A method is presented for chiral separation of catecholamines present in bovine and mice blood. It combines magnetic solid phase extraction (MSPE) and chiral capillary electrophoresis (ch-CE). A copolymer consisting of poly(3,4-dihydroxyphenylalanine) and polyethyleneimine was coated onto magnetic particles (MPs) by co-deposition using the CuSO4/H2O2 system as a polymerization initiator. The coated MPs are spherical and the average diameter is about 168 ± 4nm. The thickness of the coating is approximately 19nm. The functional MPs are used as sorbents in MSPE to simultaneously extract the catecholamines epinephrine, norepinephrine and isoprenaline. Under the optimum conditions, the extraction efficiencies for those catecholamines are in the range from 92.3 to 98.3%, with relative standard deviations (RSDs) of <5.3%. The extraction can be performed within 4min. The extracts were then submitted to ch-CE. A method for field-enhanced sample injection (FESI) was used to enhance the detection sensitivities of the enantiomers.

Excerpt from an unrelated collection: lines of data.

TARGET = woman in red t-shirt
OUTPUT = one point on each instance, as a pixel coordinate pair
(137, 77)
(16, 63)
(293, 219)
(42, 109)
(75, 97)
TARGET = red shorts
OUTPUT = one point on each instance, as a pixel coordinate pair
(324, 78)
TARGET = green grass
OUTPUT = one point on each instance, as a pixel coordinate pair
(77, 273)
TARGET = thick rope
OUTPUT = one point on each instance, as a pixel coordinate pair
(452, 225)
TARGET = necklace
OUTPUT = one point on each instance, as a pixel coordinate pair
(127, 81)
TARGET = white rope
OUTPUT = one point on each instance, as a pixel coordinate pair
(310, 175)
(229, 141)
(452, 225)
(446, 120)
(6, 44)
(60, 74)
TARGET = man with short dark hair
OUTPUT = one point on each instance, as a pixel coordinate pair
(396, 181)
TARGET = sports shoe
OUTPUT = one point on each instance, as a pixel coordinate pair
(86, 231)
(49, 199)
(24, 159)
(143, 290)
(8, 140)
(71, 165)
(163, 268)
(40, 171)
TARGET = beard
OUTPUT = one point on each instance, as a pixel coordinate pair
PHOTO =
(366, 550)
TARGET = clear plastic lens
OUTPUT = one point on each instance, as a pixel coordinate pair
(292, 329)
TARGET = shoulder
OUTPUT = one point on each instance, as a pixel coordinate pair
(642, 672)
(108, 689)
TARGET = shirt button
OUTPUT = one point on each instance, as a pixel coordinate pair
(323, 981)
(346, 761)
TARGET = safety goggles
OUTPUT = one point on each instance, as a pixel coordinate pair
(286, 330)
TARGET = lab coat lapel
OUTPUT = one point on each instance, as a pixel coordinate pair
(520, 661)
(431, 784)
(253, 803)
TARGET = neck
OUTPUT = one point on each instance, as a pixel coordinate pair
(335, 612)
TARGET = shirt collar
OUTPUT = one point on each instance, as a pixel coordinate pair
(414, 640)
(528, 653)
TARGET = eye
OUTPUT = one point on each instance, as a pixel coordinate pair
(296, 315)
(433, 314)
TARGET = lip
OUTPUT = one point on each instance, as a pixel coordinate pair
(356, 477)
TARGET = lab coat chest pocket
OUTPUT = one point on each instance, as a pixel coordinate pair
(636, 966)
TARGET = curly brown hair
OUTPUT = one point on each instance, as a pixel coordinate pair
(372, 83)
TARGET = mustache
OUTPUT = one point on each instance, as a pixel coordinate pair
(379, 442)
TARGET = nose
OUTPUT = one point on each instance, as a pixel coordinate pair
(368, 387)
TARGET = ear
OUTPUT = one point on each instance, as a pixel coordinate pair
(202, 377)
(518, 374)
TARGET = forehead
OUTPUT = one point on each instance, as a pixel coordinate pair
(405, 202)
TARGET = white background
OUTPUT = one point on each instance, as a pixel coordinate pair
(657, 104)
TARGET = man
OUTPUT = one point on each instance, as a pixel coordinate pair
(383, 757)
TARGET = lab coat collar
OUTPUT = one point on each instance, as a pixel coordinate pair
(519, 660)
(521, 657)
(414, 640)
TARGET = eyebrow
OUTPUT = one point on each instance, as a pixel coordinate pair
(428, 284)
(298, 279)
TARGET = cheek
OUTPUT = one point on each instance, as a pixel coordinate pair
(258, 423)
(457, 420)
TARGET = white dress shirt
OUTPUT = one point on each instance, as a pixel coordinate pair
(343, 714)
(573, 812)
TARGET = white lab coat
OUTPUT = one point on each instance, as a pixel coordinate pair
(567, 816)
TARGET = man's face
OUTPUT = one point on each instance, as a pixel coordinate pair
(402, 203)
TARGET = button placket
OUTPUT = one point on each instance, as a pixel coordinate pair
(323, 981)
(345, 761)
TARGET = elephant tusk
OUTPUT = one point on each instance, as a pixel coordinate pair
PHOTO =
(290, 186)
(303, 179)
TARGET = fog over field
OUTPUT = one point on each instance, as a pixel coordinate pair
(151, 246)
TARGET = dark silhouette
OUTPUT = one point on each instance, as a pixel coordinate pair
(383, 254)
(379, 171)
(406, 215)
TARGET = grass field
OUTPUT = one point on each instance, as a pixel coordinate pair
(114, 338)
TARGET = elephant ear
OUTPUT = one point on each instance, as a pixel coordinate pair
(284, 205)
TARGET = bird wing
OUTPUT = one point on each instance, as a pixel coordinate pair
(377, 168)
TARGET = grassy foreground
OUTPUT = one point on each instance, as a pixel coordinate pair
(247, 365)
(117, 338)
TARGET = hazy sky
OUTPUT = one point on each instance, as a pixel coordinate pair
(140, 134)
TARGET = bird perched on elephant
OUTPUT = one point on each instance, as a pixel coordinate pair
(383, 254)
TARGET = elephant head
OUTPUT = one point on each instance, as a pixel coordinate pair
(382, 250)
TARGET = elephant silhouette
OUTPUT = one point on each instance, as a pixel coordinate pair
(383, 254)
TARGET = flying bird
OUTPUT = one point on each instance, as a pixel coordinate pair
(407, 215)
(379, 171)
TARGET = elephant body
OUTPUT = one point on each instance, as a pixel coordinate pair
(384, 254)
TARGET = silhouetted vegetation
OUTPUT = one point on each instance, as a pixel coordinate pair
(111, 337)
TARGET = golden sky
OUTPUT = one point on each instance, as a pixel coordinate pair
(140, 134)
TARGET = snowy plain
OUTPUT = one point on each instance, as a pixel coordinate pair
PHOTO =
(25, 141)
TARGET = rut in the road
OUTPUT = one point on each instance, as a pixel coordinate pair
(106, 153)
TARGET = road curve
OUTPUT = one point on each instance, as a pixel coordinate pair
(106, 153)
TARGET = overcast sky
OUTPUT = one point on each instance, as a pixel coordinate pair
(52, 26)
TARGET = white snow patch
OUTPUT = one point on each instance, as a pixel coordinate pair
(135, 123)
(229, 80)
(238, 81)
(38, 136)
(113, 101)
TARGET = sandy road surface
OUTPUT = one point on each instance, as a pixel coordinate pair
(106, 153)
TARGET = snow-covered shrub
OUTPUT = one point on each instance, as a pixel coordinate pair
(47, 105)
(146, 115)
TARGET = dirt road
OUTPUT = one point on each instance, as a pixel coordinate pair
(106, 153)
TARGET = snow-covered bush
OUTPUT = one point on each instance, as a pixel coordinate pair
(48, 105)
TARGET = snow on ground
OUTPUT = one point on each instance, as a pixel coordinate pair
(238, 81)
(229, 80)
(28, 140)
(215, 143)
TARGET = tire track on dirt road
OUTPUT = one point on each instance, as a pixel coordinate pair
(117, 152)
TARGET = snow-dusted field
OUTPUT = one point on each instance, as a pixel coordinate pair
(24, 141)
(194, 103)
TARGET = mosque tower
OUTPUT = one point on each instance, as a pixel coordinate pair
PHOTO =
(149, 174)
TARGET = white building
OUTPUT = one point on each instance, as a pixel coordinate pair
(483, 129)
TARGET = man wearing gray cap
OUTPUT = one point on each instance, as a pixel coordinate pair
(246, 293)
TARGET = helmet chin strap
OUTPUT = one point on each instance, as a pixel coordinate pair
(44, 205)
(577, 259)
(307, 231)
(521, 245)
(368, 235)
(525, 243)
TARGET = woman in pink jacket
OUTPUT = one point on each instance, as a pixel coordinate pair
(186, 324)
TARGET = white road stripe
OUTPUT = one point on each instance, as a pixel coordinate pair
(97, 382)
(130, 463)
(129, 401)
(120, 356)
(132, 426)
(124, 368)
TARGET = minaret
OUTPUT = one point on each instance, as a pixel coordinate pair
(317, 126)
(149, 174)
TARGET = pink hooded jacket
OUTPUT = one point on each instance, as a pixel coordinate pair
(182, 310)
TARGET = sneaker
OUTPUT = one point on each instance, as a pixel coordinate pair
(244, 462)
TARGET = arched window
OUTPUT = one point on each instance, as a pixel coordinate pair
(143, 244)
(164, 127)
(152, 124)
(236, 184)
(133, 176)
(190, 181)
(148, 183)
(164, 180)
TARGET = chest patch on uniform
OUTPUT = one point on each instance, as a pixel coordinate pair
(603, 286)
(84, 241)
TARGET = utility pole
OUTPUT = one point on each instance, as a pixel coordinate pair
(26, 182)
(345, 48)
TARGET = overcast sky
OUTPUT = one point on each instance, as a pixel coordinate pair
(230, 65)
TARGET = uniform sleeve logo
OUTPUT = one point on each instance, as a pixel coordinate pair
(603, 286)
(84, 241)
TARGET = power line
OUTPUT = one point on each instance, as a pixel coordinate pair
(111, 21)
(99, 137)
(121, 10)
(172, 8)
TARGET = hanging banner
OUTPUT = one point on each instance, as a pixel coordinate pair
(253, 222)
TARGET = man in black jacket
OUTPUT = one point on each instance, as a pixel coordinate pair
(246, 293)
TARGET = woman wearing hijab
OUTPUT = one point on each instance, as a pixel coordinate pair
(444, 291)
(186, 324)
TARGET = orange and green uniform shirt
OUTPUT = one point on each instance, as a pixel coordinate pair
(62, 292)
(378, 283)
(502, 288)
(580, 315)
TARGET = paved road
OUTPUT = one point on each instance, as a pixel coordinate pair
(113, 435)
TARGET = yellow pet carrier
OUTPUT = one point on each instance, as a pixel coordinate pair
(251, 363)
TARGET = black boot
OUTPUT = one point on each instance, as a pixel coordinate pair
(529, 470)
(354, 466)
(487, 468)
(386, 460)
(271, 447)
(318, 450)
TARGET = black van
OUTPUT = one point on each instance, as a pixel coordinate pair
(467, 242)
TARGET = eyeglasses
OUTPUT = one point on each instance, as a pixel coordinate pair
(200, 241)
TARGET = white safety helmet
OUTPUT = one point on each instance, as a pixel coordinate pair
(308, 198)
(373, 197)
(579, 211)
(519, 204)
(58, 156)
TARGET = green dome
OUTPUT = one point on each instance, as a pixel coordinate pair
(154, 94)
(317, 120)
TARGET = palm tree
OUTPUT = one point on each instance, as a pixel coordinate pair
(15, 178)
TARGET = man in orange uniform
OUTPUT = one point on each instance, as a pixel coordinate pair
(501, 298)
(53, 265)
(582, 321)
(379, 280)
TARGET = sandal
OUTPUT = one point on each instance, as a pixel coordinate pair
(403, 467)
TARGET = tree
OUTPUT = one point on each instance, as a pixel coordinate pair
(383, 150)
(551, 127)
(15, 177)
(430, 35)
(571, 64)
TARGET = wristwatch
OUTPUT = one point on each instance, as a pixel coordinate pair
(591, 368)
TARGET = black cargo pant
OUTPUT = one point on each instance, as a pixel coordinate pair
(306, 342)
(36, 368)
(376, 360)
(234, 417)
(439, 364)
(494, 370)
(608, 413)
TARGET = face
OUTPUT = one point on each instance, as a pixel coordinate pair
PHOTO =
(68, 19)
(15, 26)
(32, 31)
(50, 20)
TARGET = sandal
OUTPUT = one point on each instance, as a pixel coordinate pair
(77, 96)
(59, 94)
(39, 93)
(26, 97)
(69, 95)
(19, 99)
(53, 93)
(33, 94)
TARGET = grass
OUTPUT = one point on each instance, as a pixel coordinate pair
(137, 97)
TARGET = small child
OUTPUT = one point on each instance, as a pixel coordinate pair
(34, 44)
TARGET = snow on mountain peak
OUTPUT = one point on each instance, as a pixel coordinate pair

The limits of detection for catecholamine enantiomers range from 400 to 600pgmL-1. In comparison with the FESI-ch-CE method, the sensitivity enhancement factors of the MSPE/ch-CE method for catecholamines are about 10-fold. The method was applied to the determination of trace levels of catecholamine enantiomers in (spiked) bovine and mice blood. The recoveries ranged from 88.2 to 93.8%, with RSDs of <5.5%. The whole detection procedure takes less than 30min. Graphical abstract Schematic representation of the separation and detection of catecholamine enantiomers in blood by combination of polyDOPA/PEI-magnetic particles-based solid phase extraction and chiral-capillary electrophoresis.